No. Ascella shook herself, she just had to think.
Then a ripple of ghostly white, weaving itself between the trees, little more than a whisper of fabric carried on a wind Ascella could not feel. It was only then she became aware of just how still the air stood, stagnant with a weight she could not trace but thrummed against her nonetheless. A prickling sensation rolled across her skin, static screaming in her ears as her sister's ashen face appeared from the trees.
She moved with a predatory grace, winding between the sentinals like a serpent, only now she did not smile. Her face was bloodless; cold as winter frost. Eyes burning like wildfire flares in the dark. It made Ascella falter, falling back in fear as the monster neared. Her horns seemed to grow impossibly taller, sharper, her features infinitely crueler; darker. Certainty hit her like a lead weight, this was not her sister.
"Do not be afraid." Said the creature, but whilst its voice was sweet its grim face held no reassurance. The resemblance was unnatural, like an acquaintance had tried to cast her sister's likeness from memory alone. The brow and cheeks a fraction too high, the nose slightly too sharp. The eyes were the greatest disparity — when the creature had stood across the river from her, Ascella could have sworn them to be grey — where now they blazed a vicious shade of violet. "I have something for you..."
It came nearer still, only this time Ascella did not balk, until it was so close she could see the way the shades in its irises squirmed like maggots. It made her sick to the stomach, something about this strange, impious creature.

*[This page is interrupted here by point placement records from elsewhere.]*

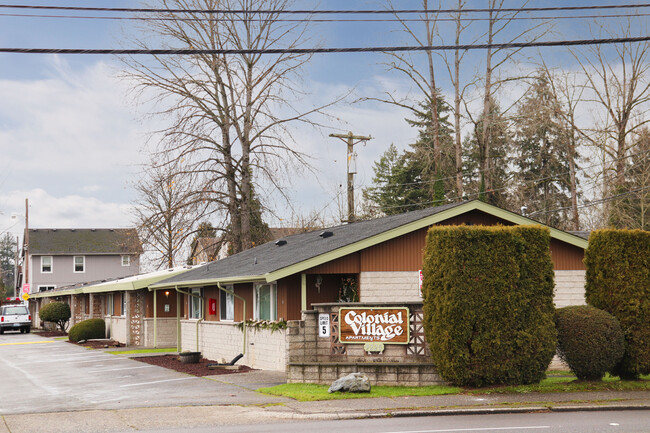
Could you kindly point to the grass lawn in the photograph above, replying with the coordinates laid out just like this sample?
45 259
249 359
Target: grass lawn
129 352
556 382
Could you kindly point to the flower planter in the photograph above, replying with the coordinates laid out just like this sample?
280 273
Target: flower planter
189 357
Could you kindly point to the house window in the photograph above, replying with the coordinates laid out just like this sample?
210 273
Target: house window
265 302
227 305
46 264
79 264
109 305
196 305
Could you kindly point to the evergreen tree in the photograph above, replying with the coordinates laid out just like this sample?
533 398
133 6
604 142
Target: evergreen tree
542 157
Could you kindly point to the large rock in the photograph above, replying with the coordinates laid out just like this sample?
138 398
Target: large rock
354 382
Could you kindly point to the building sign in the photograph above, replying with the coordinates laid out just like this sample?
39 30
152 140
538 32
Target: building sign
323 325
364 325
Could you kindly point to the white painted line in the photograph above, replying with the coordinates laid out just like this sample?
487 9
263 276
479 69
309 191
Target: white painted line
536 427
118 369
157 381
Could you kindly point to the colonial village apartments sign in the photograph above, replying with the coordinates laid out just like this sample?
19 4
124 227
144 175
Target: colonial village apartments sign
370 325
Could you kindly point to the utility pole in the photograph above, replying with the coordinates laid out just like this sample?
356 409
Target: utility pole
351 140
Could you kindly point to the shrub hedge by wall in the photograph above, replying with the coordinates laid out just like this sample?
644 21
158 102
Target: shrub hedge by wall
488 303
618 281
87 329
589 340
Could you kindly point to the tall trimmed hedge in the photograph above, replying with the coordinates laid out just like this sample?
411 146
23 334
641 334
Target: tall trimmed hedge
488 303
618 281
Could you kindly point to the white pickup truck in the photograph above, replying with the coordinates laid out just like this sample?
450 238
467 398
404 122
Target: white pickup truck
15 318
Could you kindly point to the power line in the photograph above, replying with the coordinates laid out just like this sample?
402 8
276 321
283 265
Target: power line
322 20
328 12
463 47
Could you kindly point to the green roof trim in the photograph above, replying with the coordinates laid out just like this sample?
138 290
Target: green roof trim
416 225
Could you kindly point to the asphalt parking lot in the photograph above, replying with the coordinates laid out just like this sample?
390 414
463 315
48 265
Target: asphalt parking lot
46 375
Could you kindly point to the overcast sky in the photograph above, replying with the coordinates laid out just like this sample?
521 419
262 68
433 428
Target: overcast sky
72 141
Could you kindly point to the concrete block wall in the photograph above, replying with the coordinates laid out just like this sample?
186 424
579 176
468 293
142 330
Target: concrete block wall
166 332
389 287
569 288
264 349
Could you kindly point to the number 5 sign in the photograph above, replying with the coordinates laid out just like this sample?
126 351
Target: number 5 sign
323 325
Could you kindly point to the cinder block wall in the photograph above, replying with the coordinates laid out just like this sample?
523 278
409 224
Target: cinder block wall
264 349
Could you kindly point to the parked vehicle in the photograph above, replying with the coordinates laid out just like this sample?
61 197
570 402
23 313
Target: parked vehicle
15 318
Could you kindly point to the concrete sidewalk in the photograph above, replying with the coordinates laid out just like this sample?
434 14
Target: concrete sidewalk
281 410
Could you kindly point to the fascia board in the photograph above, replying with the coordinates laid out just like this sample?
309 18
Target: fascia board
209 281
416 225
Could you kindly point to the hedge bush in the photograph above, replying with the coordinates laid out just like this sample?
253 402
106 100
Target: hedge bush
589 340
488 303
57 312
91 328
618 281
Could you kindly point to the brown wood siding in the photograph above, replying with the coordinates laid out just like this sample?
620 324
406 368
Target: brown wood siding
246 292
161 300
404 253
350 264
566 257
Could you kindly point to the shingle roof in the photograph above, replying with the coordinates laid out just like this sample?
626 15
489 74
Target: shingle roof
271 257
84 241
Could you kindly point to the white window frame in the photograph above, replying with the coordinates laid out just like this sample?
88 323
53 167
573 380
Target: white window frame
110 306
228 300
83 264
273 313
43 264
195 312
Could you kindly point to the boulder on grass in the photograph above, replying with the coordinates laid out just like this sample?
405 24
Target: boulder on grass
354 382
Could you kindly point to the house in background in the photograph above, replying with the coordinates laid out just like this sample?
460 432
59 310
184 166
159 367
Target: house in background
68 257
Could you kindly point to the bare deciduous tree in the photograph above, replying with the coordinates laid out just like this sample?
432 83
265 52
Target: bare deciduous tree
226 111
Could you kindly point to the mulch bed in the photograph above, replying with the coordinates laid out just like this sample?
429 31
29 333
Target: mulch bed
199 369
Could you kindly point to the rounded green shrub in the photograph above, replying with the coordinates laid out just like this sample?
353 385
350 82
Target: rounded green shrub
618 281
589 340
488 303
56 312
88 329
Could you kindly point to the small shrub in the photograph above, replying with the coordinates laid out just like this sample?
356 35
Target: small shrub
88 329
590 340
618 281
56 312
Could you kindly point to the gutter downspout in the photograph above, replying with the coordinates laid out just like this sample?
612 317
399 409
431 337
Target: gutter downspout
243 314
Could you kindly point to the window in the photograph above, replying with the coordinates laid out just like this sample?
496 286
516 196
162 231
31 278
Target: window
109 305
196 305
265 302
227 305
46 264
79 264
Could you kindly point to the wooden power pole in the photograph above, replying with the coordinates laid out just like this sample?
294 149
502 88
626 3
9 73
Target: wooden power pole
351 140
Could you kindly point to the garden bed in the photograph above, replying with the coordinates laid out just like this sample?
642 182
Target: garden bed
198 369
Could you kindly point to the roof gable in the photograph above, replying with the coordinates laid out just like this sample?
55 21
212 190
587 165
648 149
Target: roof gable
84 241
272 261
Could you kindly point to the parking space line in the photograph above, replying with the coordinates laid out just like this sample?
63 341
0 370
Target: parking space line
156 381
27 342
119 369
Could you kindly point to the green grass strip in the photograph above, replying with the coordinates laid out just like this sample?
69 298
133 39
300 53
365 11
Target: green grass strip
557 382
130 352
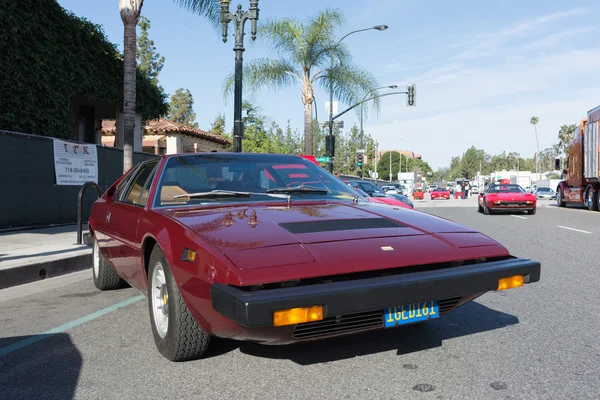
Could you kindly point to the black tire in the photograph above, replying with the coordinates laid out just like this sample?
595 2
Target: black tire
560 198
104 275
184 339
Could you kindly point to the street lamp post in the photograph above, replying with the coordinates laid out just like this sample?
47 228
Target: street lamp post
330 136
362 134
239 19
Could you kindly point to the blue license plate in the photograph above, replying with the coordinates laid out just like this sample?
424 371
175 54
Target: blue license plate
409 313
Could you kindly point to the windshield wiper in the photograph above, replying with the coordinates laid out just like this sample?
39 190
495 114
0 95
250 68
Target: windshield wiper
298 189
223 193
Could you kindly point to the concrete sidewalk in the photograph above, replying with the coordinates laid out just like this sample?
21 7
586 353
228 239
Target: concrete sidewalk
32 255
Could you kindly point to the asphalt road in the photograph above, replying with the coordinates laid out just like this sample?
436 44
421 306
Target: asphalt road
63 339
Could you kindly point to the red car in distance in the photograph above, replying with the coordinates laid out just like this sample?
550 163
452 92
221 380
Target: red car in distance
274 249
440 193
506 198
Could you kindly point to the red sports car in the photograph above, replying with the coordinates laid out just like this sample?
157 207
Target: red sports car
274 249
440 193
506 198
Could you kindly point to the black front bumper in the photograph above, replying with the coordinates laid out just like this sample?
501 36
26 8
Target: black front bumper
255 309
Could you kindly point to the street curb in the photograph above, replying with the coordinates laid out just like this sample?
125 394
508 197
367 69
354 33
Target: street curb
42 270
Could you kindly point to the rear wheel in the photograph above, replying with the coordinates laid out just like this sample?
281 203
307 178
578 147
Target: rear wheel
591 198
177 335
559 198
105 277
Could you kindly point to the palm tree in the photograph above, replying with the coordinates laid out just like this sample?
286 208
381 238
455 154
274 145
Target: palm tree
305 50
130 14
534 121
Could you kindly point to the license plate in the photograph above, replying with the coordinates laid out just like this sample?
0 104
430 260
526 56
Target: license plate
409 313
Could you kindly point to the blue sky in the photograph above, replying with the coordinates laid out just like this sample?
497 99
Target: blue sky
482 68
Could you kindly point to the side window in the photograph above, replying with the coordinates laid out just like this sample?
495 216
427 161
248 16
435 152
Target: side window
146 190
136 185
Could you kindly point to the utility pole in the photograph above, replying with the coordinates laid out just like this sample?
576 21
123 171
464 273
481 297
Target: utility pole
239 19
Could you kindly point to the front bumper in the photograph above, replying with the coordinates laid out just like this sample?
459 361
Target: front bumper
255 309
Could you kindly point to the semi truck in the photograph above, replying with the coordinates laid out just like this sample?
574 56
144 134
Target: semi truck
581 184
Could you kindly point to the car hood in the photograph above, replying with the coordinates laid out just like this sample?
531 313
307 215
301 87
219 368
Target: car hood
512 196
329 233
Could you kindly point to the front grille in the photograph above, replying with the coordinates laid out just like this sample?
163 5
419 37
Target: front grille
355 322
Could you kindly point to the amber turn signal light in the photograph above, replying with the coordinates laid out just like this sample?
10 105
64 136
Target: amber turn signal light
511 282
300 315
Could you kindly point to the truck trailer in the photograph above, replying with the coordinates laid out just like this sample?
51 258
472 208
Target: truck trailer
582 170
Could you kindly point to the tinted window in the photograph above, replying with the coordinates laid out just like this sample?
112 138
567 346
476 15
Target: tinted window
251 173
506 189
133 192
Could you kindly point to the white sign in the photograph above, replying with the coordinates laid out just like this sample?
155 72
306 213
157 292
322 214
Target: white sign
75 163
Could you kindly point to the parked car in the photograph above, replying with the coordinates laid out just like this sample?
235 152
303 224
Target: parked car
401 198
545 193
506 198
274 249
440 193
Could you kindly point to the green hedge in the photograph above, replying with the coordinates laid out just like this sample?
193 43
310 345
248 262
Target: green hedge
48 56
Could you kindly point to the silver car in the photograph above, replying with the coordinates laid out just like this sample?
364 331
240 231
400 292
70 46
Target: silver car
545 193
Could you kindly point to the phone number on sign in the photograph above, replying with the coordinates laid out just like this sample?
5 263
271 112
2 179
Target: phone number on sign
77 170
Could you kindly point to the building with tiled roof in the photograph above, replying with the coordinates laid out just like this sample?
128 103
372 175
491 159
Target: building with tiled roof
168 137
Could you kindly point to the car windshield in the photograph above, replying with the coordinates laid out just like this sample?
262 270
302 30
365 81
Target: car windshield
224 178
506 189
366 186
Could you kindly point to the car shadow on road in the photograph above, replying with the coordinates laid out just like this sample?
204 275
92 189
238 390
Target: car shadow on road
39 367
467 320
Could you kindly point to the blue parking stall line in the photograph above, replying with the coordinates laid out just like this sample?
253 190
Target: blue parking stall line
64 327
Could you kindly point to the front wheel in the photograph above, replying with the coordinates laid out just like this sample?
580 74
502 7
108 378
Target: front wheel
591 198
486 211
177 335
105 277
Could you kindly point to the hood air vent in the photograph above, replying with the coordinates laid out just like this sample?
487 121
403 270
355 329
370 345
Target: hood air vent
340 225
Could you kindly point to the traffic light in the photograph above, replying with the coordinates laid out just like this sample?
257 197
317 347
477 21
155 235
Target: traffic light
411 95
330 146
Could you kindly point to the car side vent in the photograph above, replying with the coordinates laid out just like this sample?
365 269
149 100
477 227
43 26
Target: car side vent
340 225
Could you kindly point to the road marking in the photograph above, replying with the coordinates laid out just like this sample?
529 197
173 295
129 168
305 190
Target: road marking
572 229
36 338
518 216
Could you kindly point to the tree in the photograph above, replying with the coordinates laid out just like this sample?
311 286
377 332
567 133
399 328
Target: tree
181 108
305 50
218 126
130 13
150 62
534 121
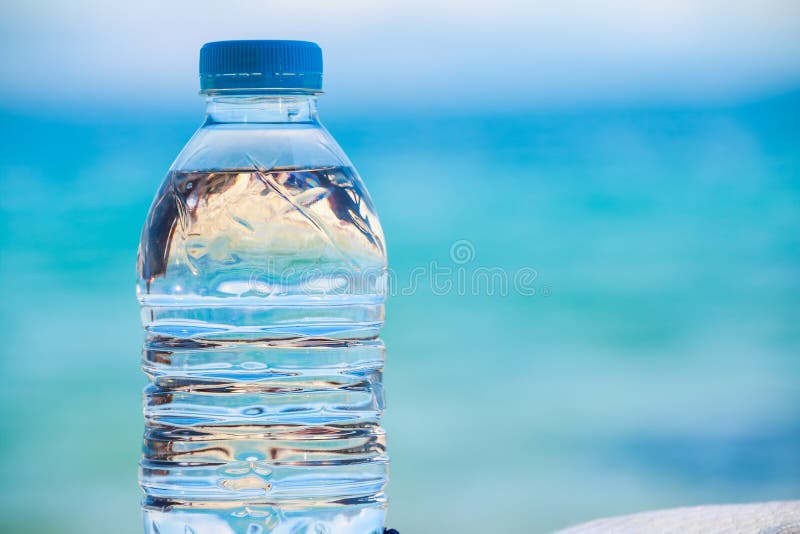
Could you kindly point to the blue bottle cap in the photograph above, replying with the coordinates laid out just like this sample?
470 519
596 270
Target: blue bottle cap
231 66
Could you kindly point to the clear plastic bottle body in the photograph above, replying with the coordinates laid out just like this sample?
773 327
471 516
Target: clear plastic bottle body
262 273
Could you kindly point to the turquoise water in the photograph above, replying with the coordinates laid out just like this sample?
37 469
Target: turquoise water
656 364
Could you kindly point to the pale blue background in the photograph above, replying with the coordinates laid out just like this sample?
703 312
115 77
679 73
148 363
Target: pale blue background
644 158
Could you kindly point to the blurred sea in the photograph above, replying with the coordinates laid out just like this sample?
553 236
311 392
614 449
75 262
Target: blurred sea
657 365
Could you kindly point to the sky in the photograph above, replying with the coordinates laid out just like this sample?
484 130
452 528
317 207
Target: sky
414 54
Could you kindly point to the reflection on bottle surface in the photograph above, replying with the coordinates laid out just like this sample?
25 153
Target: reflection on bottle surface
262 295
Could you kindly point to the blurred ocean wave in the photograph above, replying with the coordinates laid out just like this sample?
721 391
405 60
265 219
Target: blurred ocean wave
659 367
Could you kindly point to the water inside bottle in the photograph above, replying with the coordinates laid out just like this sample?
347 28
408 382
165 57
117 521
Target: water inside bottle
262 297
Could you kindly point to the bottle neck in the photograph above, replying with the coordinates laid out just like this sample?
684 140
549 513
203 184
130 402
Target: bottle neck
262 108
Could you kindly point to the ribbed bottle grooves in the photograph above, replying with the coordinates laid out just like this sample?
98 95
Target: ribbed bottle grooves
263 421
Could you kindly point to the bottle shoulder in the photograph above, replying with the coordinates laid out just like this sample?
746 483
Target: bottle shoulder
217 146
257 211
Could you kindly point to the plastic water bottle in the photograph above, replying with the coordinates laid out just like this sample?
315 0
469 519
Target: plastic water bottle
262 273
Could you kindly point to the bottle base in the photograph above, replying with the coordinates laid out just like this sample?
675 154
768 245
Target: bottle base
249 518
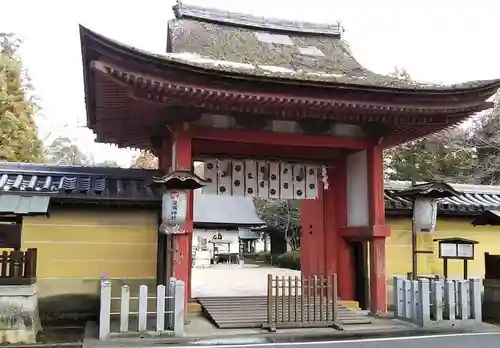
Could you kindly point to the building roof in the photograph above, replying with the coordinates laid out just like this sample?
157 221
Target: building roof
473 199
85 184
129 186
230 64
237 42
117 186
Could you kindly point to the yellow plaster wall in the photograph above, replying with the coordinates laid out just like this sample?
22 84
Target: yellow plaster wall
77 246
398 257
399 247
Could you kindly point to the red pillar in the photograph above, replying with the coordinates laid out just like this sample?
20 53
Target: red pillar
312 248
330 223
322 250
345 271
379 231
182 159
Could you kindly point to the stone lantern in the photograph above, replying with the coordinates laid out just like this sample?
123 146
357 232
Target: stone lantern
176 187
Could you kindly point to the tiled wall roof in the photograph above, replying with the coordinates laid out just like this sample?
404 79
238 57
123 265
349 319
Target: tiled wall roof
474 198
129 185
85 183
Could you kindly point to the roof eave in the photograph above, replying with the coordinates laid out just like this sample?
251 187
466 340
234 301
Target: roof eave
88 82
130 54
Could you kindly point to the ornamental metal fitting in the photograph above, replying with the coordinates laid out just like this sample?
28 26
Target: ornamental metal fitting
181 179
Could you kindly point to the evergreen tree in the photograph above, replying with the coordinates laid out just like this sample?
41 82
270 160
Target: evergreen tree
19 140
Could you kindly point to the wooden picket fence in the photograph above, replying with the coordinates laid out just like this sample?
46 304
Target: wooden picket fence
294 302
18 267
428 301
166 319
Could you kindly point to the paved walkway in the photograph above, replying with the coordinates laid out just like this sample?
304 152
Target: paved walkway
233 280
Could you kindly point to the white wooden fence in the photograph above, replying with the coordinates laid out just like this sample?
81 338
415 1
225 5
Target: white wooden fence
166 319
426 302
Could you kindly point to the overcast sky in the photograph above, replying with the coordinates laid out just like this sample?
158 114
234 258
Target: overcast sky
442 41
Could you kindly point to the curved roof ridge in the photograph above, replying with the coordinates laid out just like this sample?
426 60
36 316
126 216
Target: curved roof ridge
182 10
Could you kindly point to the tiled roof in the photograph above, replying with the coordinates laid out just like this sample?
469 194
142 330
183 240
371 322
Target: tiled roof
242 43
473 198
118 185
129 185
83 183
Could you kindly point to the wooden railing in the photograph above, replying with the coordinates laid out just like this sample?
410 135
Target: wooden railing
18 267
294 302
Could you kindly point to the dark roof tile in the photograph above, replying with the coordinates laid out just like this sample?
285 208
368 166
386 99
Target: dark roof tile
220 39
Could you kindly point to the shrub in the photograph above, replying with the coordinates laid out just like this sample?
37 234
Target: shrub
290 260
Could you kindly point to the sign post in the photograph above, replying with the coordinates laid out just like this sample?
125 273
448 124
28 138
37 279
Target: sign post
175 188
424 213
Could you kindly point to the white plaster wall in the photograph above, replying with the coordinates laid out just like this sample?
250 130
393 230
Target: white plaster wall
357 189
260 245
231 236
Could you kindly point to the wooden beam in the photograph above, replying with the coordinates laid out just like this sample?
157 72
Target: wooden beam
282 139
211 148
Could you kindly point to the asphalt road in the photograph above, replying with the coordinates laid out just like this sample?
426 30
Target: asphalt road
482 340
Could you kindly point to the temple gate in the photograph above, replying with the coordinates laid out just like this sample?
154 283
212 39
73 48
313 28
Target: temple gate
284 102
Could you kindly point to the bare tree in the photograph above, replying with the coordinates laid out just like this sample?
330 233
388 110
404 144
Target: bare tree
284 216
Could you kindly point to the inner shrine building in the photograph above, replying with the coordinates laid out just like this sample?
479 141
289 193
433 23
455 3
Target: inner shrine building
276 109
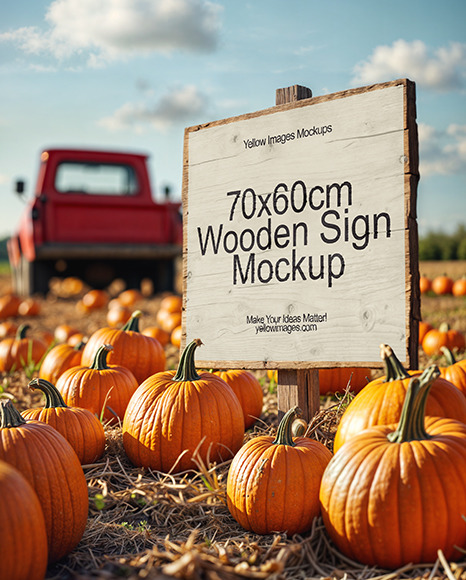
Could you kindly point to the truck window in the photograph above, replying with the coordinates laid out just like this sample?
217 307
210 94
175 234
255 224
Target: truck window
95 178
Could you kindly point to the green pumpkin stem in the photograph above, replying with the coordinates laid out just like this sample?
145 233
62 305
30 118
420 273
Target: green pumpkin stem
9 415
53 397
133 322
100 359
284 433
187 368
394 370
449 356
21 332
411 426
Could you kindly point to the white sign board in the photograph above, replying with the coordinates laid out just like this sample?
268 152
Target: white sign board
295 233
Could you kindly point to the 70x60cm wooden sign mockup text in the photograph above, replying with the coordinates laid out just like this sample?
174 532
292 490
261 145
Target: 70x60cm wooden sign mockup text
295 232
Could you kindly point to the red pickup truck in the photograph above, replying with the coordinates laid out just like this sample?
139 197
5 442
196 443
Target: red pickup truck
93 216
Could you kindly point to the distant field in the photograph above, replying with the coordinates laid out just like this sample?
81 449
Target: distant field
453 268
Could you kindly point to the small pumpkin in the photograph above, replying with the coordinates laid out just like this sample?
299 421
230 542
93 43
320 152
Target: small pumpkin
425 284
58 359
175 417
381 401
248 390
143 355
102 388
79 426
436 338
459 287
273 483
442 285
51 466
158 333
21 351
23 548
396 494
455 371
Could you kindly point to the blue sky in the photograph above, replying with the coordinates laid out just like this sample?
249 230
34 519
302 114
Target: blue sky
132 74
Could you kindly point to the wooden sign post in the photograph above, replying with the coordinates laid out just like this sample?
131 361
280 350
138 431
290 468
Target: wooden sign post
300 236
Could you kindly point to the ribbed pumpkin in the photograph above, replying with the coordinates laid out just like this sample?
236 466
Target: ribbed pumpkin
143 355
248 390
173 416
59 359
273 483
79 426
51 466
23 545
394 495
99 387
455 371
20 351
381 401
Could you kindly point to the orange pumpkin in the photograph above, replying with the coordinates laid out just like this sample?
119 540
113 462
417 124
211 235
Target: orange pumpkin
79 426
248 390
425 284
23 548
60 358
173 418
20 351
381 401
51 466
455 371
396 494
143 355
436 338
459 287
102 388
442 285
273 483
158 333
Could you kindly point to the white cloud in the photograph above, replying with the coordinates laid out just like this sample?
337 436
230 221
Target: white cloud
183 105
109 29
442 152
443 69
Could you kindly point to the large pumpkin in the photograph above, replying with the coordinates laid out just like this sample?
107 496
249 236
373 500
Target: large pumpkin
394 495
79 426
381 401
23 545
143 355
102 388
273 483
175 417
248 390
51 466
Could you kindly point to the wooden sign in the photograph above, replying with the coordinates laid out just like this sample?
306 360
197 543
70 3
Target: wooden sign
300 239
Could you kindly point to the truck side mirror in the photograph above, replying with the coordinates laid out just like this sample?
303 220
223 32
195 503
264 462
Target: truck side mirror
20 186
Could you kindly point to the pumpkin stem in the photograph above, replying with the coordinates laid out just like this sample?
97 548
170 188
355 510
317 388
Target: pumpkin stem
53 397
133 322
100 359
9 415
412 420
187 368
284 434
21 332
394 370
448 355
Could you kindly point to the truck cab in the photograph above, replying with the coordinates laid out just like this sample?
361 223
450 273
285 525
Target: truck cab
93 216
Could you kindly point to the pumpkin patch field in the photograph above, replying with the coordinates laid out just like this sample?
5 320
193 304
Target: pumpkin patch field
119 458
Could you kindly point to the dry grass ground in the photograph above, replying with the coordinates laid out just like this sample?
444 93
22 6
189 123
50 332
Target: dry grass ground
151 525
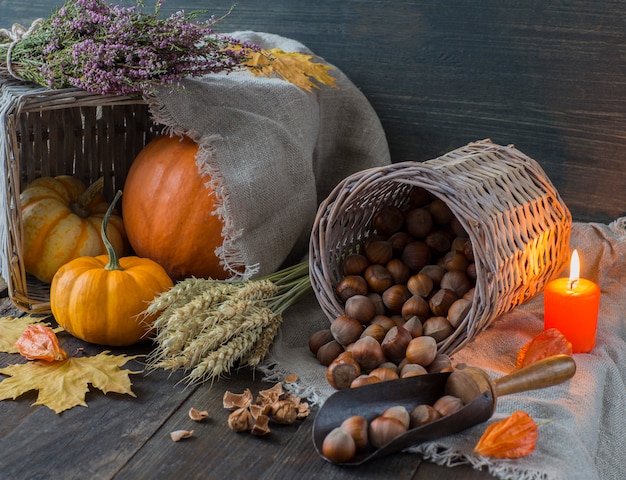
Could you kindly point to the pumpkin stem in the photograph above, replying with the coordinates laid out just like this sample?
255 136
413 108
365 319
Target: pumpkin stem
81 206
114 262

Something so inherently blasphemous in the curl of its horns. She looked the image of the dark Mother. What are you? "Who are you?"
It unfurled an ebony fist and in its palm lay a ring, slight and glistening. A core of molten fire surrounded by a crown of diamond teeth.
"But first a boon...." The creature grinned; slick with wicked intent, "A game, a riddle perhaps?"
Ascella remained frozen, all too fearful to bargain with the fae. All too aware that any spoken word was a weapon to be wielded against her.
In the absence of an answer the creature continued,"I can only live in light and always the first witness to every fight. Though I will never tell a lie, feed me fire and I'll die. I do no harm, feel no pain, yet there is still fear in my name." Then the faerie's voice pitched upwards, becoming Andromeda, "Who am I, sweet sister?"